All told, between her solo papers and her joint papers with Young, she published some 220 articles over four decades, in addition to the First Book of Geometry (1905) which aimed, through foldable cutout figures, to reacquaint children with the physically graspable truths of solid geometry, and a book called Bimbo (the nickname of her baby at the time – bimbo being a simple diminutive of “bambino” which didn’t take on its modern connotations until the 1920s), which described cell division via a children’s short story.

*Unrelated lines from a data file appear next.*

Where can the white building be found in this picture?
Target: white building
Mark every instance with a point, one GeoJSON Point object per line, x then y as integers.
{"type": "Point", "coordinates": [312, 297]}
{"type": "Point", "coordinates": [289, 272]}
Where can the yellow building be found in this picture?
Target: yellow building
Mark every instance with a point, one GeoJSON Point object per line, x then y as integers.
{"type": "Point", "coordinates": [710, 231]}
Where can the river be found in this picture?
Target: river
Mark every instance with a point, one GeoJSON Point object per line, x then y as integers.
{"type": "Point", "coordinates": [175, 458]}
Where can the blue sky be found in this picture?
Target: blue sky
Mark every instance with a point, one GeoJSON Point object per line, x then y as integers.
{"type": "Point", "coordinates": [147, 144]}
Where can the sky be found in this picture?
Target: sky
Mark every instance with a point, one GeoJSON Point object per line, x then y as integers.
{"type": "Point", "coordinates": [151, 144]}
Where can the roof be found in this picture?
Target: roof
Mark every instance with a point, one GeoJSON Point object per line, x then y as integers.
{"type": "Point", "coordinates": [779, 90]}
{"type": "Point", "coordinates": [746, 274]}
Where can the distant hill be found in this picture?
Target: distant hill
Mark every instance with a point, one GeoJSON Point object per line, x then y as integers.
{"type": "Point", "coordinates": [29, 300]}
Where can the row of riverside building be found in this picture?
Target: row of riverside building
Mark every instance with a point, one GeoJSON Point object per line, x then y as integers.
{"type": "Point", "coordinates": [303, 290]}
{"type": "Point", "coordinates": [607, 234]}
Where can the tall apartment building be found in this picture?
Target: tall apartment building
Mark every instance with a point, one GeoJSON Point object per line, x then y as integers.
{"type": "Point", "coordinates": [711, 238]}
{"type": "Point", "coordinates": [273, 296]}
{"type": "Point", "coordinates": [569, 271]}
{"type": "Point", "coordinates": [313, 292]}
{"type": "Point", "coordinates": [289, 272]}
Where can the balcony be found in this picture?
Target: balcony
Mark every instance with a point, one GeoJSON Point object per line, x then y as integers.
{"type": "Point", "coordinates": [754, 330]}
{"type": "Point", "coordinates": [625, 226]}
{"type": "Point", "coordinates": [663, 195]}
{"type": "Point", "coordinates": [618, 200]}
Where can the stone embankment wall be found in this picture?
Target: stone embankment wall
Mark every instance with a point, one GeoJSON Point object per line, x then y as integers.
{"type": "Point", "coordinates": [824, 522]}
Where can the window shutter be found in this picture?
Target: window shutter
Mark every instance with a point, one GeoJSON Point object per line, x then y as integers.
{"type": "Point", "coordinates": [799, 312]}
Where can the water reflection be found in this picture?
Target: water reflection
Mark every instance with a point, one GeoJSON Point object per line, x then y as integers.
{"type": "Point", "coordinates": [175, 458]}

By 1940, Chisholm had spent forty years in continental Europe at the whim of Young’s shifting academic fortunes, but the rise of Hitler was a clear indication that it was time to return to England. Chisholm ventured back in 1940, but Young vacillated, afraid that he would be judged for his many years of close work with German universities. As it happened, he waited too long, and the window of opportunity for return closed. Young died in occupied Europe in 1942, senile and unbalanced in his isolation. Chisholm died two years later, at the age of seventy-six, just before Girton College was to unveil its plan to award her an honorary fellowship in recognition of her life’s work.

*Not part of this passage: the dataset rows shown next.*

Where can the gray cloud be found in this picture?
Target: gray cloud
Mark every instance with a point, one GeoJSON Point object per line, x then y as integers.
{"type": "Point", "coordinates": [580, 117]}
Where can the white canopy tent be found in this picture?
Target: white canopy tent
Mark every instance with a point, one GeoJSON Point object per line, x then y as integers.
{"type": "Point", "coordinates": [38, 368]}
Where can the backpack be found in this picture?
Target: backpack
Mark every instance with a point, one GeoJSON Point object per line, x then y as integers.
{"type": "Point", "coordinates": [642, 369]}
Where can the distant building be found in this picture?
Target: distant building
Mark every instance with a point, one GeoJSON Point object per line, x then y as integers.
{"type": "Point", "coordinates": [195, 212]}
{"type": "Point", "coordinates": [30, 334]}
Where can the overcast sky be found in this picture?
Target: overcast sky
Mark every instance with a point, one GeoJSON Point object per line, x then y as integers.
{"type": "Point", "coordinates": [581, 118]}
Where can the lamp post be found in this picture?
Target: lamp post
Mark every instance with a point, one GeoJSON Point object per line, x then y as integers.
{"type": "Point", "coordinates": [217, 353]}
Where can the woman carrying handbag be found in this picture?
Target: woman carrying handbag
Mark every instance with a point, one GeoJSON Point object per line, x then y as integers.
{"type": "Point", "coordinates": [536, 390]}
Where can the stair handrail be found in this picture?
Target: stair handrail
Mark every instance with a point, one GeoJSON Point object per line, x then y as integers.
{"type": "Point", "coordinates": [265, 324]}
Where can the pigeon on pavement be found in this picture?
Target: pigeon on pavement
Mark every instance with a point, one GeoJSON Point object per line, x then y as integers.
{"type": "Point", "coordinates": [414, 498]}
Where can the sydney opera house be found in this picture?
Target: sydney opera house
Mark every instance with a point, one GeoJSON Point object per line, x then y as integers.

Grace Chisholm Young’s life is equal parts inspiration and cautionary tale. Her solo achievements speak for themselves, but there is a great lurking What If to be tackled. What If Grace Chisholm had resisted William Young? Certainly, his career would have suffered – by his daughter’s accounts he was utterly dependent on Chisholm to sift, focus, and organize his ideas – with the result that mathematics would lose many of his published works and all their jointly published ones. But in compensation we would have been treated to forty years of a uniquely multi-faceted mind entering whatever fields might catch her fancy and I can’t help but think that, in the summing, that would have worked towards a net positive. As it is, we have several remarkable individual results, hundreds of joint works, two thoroughly individual books, and a small gaggle of offspring each of whom (well, 5 out of 6 of whom) advanced scientific knowledge in their own right, and while that might not represent all that ought to have been, it is still a staggering testament to a mind capable of bringing mathematical order from the chaos of reality.
FURTHER READING: The main biographical source for Chisholm Young is Grattan-Guinness’s eighty page “A Mathematical Union: William Henry and Grace Chisholm Young” in Annals of Science 29 (1972). But those are hardly lying around anyone’s local bookshop, so for shorter accounts that have quite different focuses you can pick up either Women in Mathematics: A Biobibliographic Sourcebook (1987) by Grinstein & Campbell, which is an absurdly useful reference, or Teri Perl’s unique Math Equals: Biographies of Women Mathematicians (1978). Klein’s book is available in an easy to find Dover reprint and is thoroughly wonderful.